Still limited to taking mental reps, Darnold will not travel with the team this weekend when the Green & White head to Foxboro for a date with the Patriots. Instead the Jets will start their third quarterback in as many weeks when Luke Falk will make his first professional start.
"He's been in this offense longer than I have, so he knows the offense really well and he knows how to play the game," Darnold said of Falk, who was with Adam Gase last season in Miami. "Unless he really needs something from me, like I said from a backup quarterback standpoint, I'll help him out in terms of watching film or maybe charting some blitzes that they might have. Other than that, I'm sure Luke will be fine."

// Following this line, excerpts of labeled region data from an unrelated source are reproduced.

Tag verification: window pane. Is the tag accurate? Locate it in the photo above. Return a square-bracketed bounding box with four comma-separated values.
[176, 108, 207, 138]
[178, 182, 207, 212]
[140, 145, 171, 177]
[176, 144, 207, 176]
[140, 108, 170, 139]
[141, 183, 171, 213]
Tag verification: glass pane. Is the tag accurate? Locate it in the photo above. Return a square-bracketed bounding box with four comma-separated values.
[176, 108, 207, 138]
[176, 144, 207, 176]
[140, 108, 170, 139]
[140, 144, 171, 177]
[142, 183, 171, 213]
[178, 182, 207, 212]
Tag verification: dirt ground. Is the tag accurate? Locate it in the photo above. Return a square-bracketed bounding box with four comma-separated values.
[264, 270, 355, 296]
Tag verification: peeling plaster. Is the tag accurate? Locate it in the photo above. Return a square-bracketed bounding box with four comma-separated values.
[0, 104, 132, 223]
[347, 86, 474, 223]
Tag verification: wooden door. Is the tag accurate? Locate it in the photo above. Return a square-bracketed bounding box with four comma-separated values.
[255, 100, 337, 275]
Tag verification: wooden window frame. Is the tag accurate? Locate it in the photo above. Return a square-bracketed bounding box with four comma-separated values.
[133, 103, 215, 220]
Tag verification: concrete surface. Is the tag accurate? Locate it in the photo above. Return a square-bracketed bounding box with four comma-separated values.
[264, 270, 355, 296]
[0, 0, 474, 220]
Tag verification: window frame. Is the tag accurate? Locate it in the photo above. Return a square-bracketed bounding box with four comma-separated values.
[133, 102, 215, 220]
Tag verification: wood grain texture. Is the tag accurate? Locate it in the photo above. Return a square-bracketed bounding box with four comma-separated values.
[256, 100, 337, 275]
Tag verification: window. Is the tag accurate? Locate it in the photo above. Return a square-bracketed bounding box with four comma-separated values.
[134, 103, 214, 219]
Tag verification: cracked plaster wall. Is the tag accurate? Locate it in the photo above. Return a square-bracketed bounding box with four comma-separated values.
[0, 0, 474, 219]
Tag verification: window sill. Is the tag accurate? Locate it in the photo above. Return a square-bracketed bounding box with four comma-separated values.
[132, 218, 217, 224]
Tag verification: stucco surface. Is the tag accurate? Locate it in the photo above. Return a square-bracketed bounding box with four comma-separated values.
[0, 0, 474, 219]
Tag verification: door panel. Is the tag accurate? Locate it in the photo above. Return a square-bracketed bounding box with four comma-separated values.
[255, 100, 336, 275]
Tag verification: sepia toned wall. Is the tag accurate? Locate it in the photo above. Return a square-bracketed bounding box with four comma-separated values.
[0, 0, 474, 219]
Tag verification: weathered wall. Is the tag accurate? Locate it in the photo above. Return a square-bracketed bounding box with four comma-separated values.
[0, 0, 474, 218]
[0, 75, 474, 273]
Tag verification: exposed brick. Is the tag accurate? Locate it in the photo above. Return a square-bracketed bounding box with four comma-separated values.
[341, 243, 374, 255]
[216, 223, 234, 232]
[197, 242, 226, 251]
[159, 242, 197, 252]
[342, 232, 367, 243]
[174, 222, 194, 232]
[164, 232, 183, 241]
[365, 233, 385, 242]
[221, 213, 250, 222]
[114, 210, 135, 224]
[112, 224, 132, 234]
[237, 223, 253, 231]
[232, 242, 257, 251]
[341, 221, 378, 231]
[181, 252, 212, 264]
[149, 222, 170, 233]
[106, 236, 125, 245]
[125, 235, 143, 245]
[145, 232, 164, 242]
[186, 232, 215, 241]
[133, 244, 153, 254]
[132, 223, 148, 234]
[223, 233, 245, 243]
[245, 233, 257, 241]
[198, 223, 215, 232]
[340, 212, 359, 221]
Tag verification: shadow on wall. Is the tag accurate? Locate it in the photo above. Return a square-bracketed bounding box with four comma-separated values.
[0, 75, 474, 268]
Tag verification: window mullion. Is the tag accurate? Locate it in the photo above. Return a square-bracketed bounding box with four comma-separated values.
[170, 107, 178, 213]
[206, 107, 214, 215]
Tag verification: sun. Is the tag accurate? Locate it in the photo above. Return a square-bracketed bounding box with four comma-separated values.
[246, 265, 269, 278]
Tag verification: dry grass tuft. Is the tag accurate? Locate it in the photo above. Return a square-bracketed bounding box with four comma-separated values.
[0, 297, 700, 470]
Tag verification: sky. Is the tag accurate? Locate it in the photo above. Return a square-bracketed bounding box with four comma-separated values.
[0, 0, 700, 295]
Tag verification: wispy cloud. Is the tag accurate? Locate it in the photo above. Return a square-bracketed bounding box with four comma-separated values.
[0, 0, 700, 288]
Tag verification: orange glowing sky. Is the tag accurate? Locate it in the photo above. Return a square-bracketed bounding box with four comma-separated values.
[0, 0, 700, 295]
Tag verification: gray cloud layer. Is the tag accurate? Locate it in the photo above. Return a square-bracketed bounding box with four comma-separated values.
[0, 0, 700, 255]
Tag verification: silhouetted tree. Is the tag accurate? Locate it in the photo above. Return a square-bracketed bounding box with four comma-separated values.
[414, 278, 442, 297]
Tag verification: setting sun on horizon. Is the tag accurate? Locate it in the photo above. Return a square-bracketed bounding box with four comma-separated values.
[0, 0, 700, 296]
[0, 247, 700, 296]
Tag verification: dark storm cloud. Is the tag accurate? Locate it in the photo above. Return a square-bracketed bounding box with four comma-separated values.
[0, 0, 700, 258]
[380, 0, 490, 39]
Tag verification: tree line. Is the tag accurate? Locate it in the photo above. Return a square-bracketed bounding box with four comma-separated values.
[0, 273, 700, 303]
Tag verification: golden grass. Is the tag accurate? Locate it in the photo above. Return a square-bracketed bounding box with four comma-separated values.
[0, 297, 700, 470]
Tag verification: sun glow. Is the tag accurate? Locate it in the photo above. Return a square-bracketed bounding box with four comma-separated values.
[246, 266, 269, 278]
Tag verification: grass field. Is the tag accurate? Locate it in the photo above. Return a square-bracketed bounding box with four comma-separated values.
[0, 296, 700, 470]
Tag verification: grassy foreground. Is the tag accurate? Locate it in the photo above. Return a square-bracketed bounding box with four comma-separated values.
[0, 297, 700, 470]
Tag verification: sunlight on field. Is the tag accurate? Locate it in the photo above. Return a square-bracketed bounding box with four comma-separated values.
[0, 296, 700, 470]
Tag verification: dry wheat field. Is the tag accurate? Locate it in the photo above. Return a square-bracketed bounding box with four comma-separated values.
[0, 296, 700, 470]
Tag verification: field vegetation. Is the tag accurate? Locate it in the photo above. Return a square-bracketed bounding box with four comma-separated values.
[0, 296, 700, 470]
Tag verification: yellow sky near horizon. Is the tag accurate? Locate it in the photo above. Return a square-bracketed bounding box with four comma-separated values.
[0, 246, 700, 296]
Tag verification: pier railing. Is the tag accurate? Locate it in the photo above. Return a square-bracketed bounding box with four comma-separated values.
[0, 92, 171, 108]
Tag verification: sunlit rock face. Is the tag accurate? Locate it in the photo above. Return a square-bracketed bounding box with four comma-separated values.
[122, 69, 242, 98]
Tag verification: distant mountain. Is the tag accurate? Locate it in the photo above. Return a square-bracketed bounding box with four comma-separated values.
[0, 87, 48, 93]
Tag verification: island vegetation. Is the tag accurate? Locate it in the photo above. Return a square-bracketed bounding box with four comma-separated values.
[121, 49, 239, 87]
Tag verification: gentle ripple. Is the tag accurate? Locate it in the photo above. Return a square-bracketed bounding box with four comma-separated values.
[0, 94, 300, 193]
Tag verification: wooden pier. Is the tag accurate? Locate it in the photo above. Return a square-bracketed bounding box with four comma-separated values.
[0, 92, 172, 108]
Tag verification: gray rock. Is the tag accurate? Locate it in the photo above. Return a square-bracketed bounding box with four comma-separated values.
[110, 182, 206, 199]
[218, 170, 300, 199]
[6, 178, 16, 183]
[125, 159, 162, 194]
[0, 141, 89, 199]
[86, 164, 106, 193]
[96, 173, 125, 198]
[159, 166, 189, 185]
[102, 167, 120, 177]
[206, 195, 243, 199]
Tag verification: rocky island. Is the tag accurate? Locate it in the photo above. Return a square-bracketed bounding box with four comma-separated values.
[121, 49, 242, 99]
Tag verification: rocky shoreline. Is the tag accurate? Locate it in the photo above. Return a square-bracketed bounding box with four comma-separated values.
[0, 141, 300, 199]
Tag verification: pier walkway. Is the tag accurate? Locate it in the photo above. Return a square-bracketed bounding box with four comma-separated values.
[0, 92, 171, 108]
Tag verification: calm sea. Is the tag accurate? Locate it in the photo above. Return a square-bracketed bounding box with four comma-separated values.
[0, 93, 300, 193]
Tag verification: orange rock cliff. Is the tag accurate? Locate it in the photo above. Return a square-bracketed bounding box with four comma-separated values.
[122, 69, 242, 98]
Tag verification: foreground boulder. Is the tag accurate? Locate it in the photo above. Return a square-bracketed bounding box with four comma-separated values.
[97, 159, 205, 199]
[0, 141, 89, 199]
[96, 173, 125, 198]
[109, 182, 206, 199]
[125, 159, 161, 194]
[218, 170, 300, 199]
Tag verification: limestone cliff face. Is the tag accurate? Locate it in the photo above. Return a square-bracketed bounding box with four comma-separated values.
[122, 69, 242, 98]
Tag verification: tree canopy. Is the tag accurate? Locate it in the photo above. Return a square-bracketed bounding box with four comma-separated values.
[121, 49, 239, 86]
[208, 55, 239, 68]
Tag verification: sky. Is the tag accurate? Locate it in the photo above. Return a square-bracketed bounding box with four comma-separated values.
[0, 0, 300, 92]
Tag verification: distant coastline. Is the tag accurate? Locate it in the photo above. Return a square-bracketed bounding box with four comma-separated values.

Despite an enlarged spleen, Darnold told reporters he is feeling better and is energy is up. He hopes Week 3 is the last game he'll miss in 2019 with the Jets targeting a possible return to the lineup in Philadelphia on Oct. 6.
"I have full confidence that I'll be ready for the Eagles game," he said. "I'm not going to promise anything because I don't know exactly where this mono thing is going, but that's the goal. That's the goal the doctors have set and that's the goal I've set the game to be back for."
In their two games to dates, the Jets have been limited to 11 offensive points. They averaged just 242.5 yards against the Bills and the Browns, but Darnold didn't feel right in Week 1. Despite connecting on 68.3 percent of his passes against Buffalo, he had a number of balls batted down at the line of scrimmage, was sacked four times and never appeared to find his comfort zone in the pocket.
"Hoping to come back stronger, stronger than I was. That first game I felt like I wasn't myself," he said. "I wasn't playing like myself. I felt a little more uncomfortable than I had been in the preseason and in training camp. Just looking to come back strong, come back knowing the offense just that much more and playing well."
While Darnold will miss at least one more game, the second-year signal-caller made a definitive statement about the results turning around in the not too distant future.
"As an offense, we have to play a lot better than we have been and we know that," he said. "But we will once we come back, or once I come back."